Anticipatory compounding, or preparing compounded medications before the actual receipt of a prescription or practitioner’s order, is an important component of pharmacy practice. It allows compounding pharmacies with a history of filling certain prescriptions to make up a larger batch and to make sure that medications will be ready when they are needed. It reduces the cost of compounded medications as economies of scale can be realized with larger batches and less waste of chemicals, dilutions, fillers, and other associated products. It also leads to more accuracy and uniformity in the finished medications as larger batches decrease the variation that will always exist from preparing multiple, smaller batches.
Compounding in anticipation is even more important in the preparation of sterile medications (i.e., injectibles and eye drops). Because a guarantee of sterility is essential, sterile compounds should be prepared far enough in advance to allow for the receipt of results from testing that is often mandated by regulatory authorities. For example, USP Chapter <797> for sterile compounding requires testing for sterility and endotoxins if a batch size consists of 25 or more units. For many of these sterile medications, test results can take up to 14 days to complete.
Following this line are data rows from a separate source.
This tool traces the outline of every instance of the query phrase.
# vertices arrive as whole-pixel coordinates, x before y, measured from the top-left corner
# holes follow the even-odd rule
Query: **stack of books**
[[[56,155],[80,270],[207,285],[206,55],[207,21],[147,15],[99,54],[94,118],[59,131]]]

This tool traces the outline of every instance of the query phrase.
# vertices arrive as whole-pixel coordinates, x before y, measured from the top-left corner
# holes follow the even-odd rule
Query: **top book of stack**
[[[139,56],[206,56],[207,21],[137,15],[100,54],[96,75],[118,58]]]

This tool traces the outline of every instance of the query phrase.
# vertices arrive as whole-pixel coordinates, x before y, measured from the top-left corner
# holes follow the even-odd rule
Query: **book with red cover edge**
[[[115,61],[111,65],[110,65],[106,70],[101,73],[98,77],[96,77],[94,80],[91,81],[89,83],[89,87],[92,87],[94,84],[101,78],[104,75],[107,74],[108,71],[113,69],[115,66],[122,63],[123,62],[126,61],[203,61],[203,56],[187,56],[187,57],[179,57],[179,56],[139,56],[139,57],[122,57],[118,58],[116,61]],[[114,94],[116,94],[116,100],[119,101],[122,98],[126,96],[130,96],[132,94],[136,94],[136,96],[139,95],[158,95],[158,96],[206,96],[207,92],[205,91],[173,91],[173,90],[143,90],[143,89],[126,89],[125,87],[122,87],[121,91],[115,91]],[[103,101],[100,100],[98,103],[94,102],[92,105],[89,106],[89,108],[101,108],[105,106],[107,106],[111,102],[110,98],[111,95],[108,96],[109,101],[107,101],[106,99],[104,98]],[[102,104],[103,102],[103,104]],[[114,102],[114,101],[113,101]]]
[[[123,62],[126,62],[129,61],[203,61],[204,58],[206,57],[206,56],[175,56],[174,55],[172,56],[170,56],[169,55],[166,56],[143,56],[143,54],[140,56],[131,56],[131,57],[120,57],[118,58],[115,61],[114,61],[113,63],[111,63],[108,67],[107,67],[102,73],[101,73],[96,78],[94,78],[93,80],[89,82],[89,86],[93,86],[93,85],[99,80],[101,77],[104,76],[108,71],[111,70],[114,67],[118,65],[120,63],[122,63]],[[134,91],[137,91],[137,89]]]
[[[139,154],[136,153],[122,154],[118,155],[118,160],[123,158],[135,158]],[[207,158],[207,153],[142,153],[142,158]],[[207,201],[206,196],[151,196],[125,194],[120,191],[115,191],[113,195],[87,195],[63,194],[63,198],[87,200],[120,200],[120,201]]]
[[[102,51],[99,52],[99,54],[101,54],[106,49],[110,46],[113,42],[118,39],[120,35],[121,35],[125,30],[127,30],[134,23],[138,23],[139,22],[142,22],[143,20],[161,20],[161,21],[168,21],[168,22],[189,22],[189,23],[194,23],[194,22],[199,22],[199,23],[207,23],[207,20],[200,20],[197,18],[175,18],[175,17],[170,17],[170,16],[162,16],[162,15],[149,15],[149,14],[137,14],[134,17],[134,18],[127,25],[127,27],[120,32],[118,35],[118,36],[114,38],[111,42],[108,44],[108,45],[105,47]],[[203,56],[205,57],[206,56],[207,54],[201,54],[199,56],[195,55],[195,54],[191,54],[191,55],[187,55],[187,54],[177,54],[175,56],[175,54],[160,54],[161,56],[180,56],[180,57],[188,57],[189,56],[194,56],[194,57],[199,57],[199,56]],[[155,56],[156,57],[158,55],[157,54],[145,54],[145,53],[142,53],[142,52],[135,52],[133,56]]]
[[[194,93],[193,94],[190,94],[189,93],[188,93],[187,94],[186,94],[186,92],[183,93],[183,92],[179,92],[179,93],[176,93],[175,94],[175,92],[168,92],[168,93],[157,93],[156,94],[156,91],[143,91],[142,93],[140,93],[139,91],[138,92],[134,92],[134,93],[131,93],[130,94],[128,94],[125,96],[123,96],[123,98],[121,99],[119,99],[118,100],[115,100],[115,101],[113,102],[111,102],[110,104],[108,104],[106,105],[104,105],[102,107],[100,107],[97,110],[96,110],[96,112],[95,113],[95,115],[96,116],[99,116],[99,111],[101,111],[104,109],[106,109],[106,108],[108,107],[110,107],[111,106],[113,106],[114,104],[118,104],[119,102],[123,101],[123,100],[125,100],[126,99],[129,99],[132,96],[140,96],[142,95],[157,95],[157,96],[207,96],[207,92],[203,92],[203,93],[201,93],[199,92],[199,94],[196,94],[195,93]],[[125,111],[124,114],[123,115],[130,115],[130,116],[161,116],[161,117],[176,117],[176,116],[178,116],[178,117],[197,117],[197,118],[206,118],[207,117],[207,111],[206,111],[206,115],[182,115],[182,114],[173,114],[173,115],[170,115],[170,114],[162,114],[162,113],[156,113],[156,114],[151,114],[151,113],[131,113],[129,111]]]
So quality and safety is greatly enhanced if sterile compounding is completed far enough in advance so that the finished medications can be tested without delaying their availability to patients and practitioners who often have medical needs that are time sensitive.
Anticipatory compounding is only used for those medications that are in sufficient demand to justify their compounding prior to receipt of a prescription. If a unique or unexpected prescription is received by a pharmacy, it is compounded “on-demand” and a patient or practitioner may have to wait to receive the required medication. But it is common for many expected orders to have the same formula, and these can be compounded in advance to benefit both the patient and the pharmacy.